All models are evaluated using their default settings with consistent prompting strategies. Scores represent the percentage of tasks completed successfully (0.0 to 1.0 scale). For more detailed methodology and examples, see ourTaskBench introduction.
Task Categories
Context
Context understanding and reasoning tasks test accurate answers grounded in provided context. This capability is essential for knowledge-base support bots, policy lookup systems, and internal knowledge Q&A applications. Models are evaluated on their ability to provide accurate answers that are properly grounded in the given context rather than hallucinating information.
SQL
Natural language to SQL query generation evaluates text-to-query fidelity and schema reasoning. This task is particularly relevant for analytics chat assistants and simplified database interfaces where users need to query data using natural language. Models must understand both the intent behind the question and the structure of the underlying database schema.
Agents
AI agent reasoning and tool selection tests planning, tool choice, and self-diagnosis capabilities. These skills are crucial for autonomous ticket triage systems and complex agent workflows where models must decide which tools to use, plan multi-step processes, and diagnose when things go wrong. This represents some of the most challenging tasks as they require open-ended reasoning and decision-making.
Normalization
Data processing and normalization tasks evaluate structured output from messy prose and different structures. This capability is essential for catalogue and product pipelines where data needs to be extracted from unstructured text and formatted consistently. Models must understand the desired output format and extract relevant information accurately.
Evaluation Methodology
String-Level Evaluators
We use fast, deterministic methods for text-based outputs including exact match, ROUGE/BLEU metrics, regex heuristics, and static analysis. These evaluators are particularly effective for tasks with well-defined expected outputs where we can compare the model response against a known correct answer.

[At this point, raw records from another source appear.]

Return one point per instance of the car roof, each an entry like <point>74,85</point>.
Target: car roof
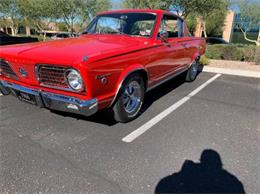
<point>155,11</point>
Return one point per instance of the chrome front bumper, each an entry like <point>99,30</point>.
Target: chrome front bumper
<point>53,101</point>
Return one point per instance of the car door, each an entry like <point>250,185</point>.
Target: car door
<point>170,56</point>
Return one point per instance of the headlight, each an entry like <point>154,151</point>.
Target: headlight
<point>74,80</point>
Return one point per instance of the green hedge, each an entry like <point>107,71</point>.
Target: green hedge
<point>232,52</point>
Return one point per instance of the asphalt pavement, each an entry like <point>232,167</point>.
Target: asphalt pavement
<point>209,142</point>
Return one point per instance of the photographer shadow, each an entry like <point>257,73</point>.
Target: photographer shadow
<point>206,177</point>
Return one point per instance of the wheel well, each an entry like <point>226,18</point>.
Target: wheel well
<point>144,75</point>
<point>140,72</point>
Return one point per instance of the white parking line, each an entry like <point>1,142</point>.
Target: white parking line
<point>138,132</point>
<point>242,73</point>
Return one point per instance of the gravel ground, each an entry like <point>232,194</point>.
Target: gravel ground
<point>249,66</point>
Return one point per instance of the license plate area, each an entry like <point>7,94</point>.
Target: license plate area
<point>25,97</point>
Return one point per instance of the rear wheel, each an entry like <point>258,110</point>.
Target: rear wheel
<point>192,73</point>
<point>130,100</point>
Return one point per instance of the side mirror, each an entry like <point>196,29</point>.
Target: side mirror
<point>164,36</point>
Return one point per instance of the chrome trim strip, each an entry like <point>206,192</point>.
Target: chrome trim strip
<point>69,100</point>
<point>54,101</point>
<point>20,88</point>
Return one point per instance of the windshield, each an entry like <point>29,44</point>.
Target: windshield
<point>133,24</point>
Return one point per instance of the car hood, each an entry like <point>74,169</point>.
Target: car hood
<point>73,50</point>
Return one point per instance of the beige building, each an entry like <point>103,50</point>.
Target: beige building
<point>228,27</point>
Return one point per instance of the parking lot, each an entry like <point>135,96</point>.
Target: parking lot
<point>50,152</point>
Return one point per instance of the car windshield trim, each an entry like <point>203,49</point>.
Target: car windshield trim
<point>94,21</point>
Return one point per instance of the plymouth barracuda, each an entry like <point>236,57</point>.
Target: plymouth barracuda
<point>116,60</point>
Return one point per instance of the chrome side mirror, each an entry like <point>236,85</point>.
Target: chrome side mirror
<point>164,35</point>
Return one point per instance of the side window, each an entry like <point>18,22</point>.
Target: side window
<point>142,28</point>
<point>172,25</point>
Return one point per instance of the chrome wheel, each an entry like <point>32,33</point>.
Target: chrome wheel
<point>194,70</point>
<point>132,97</point>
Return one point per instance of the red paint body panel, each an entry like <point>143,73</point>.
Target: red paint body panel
<point>112,55</point>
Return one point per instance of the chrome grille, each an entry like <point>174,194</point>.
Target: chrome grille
<point>53,76</point>
<point>6,70</point>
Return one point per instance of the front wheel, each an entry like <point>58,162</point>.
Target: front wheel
<point>130,100</point>
<point>192,73</point>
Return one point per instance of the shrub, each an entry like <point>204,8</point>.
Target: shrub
<point>232,52</point>
<point>204,60</point>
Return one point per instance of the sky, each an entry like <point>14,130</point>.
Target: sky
<point>234,6</point>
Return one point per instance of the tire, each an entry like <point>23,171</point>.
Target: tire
<point>130,100</point>
<point>192,73</point>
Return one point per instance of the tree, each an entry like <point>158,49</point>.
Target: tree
<point>207,8</point>
<point>202,9</point>
<point>90,9</point>
<point>184,8</point>
<point>69,11</point>
<point>9,12</point>
<point>249,19</point>
<point>79,11</point>
<point>38,13</point>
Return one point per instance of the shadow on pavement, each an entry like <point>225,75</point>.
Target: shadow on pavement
<point>206,177</point>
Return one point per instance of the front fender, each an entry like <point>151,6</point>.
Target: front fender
<point>128,71</point>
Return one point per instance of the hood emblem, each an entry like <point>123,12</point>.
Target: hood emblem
<point>23,72</point>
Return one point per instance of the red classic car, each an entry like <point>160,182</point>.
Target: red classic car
<point>120,56</point>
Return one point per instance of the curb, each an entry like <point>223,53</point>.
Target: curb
<point>242,73</point>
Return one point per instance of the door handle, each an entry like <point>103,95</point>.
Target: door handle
<point>185,45</point>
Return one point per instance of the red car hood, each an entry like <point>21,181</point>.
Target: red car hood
<point>69,51</point>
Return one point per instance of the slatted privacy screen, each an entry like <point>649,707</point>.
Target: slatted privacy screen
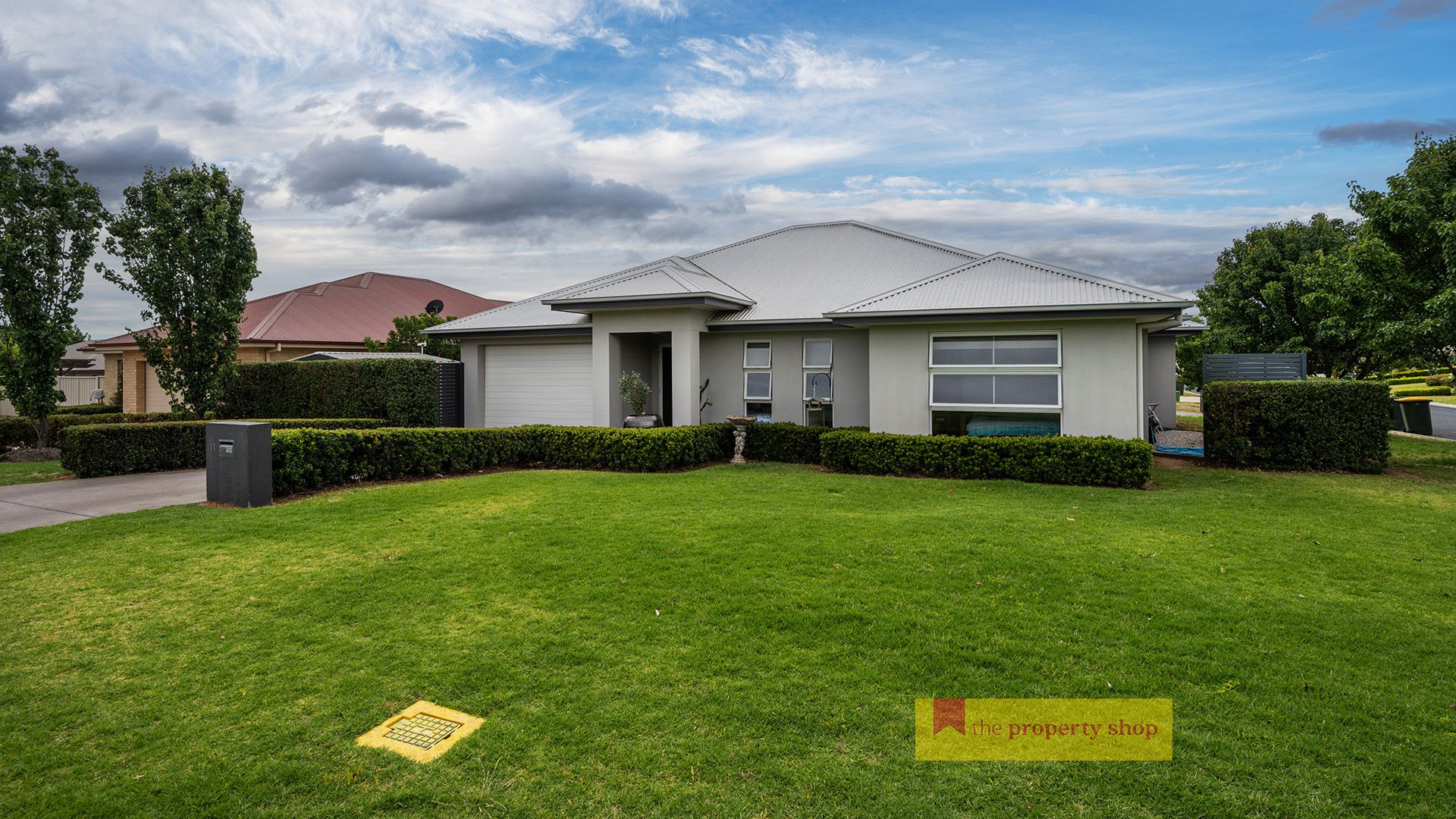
<point>1256,366</point>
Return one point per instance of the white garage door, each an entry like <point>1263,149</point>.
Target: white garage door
<point>538,384</point>
<point>158,398</point>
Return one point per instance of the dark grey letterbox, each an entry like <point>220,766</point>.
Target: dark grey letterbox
<point>239,463</point>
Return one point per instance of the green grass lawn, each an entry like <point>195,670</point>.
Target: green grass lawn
<point>739,642</point>
<point>34,472</point>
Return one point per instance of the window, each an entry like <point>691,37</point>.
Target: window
<point>758,354</point>
<point>992,372</point>
<point>758,387</point>
<point>819,385</point>
<point>819,353</point>
<point>820,417</point>
<point>996,390</point>
<point>1030,350</point>
<point>962,423</point>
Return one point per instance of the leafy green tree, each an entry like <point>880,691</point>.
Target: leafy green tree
<point>188,254</point>
<point>1405,251</point>
<point>49,228</point>
<point>1283,289</point>
<point>408,334</point>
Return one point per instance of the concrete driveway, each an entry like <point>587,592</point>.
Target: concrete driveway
<point>57,502</point>
<point>1443,420</point>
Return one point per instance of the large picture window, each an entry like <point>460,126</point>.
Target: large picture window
<point>1009,350</point>
<point>1019,371</point>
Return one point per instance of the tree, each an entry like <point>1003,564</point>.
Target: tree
<point>1405,251</point>
<point>1283,289</point>
<point>49,226</point>
<point>408,334</point>
<point>188,254</point>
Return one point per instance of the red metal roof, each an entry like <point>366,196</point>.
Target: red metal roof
<point>344,311</point>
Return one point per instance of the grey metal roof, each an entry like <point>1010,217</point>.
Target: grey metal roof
<point>670,278</point>
<point>807,273</point>
<point>999,281</point>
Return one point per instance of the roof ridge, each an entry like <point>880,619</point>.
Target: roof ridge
<point>851,222</point>
<point>274,315</point>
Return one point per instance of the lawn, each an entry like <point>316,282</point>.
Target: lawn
<point>739,642</point>
<point>34,472</point>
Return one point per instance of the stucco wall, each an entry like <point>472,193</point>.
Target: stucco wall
<point>1161,378</point>
<point>723,365</point>
<point>1100,375</point>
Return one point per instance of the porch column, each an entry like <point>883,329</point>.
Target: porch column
<point>606,366</point>
<point>686,376</point>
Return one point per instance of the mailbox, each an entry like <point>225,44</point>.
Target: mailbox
<point>239,463</point>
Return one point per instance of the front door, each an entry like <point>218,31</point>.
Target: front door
<point>667,387</point>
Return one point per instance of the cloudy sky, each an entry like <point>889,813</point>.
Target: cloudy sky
<point>509,148</point>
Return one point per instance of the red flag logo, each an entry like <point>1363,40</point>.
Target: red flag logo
<point>948,714</point>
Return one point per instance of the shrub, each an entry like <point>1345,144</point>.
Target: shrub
<point>1065,460</point>
<point>400,391</point>
<point>1420,390</point>
<point>1323,425</point>
<point>783,442</point>
<point>18,431</point>
<point>93,450</point>
<point>315,460</point>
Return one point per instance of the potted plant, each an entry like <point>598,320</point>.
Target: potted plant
<point>634,394</point>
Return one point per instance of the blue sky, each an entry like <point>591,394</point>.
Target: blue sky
<point>513,148</point>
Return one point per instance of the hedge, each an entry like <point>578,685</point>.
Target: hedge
<point>1421,390</point>
<point>313,460</point>
<point>95,450</point>
<point>19,431</point>
<point>1320,425</point>
<point>1044,460</point>
<point>400,391</point>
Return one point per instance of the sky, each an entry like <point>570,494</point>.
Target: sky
<point>517,146</point>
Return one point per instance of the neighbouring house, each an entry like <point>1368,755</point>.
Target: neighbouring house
<point>79,376</point>
<point>837,324</point>
<point>327,316</point>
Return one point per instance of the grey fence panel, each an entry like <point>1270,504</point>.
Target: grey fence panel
<point>1256,366</point>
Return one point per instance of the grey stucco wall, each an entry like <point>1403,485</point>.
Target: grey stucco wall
<point>723,365</point>
<point>1161,376</point>
<point>1101,375</point>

Execution-Level Evaluators
For tasks where the output needs to be executed, we test functionality rather than just syntax. For example, with SQL generation tasks, we run the generated queries against mock databases and compare the results. This ensures that the model output not only looks correct but actually produces the intended results when executed.
LLM-Based Evaluators
We use LLMs to judge other LLMs on semantic accuracy, factual correctness, style, and safety. This approach is particularly useful for open-ended or context-heavy tasks where there is no single correct answer. LLM-based evaluation allows us to assess the quality of responses that require nuanced understanding and reasoning.